When an elderly Pennsylvania client died last November, Ms. Greco returned jobless to her home in Hobe Sound, Fla. She devised a Web site that includes anonymous testimonials about how well she cared for a sick individual or family member.
With its Web address and her phone number hand-printed with fabric paint on both sides of a T-shirt, she rode her bike past nearby hospitals and affluent homes. The ebullient, 53-year-old nurse figured the gambit demonstrated her sense of humor and her creative ability to help patients heal.

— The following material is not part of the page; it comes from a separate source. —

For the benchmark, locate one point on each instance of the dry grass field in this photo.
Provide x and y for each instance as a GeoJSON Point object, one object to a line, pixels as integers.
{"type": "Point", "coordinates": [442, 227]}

Media coverage triggered various offers of sales positions—but no private nursing gigs. In May, the family of her 2008 client chose Ms. Greco to care for another Pennsylvania relative, marking her third stint for that family.
The experience revived Ms. Greco's appreciation of references in finding clients. Ex-employers have firsthand knowledge about her skills, honesty and work ethic, she notes. Her current assignment ends later this month because the client has recovered.
Once back in Florida, she'll call numerous prior clients for fresh job leads. After all, they represent "the best marketing I have," she concludes.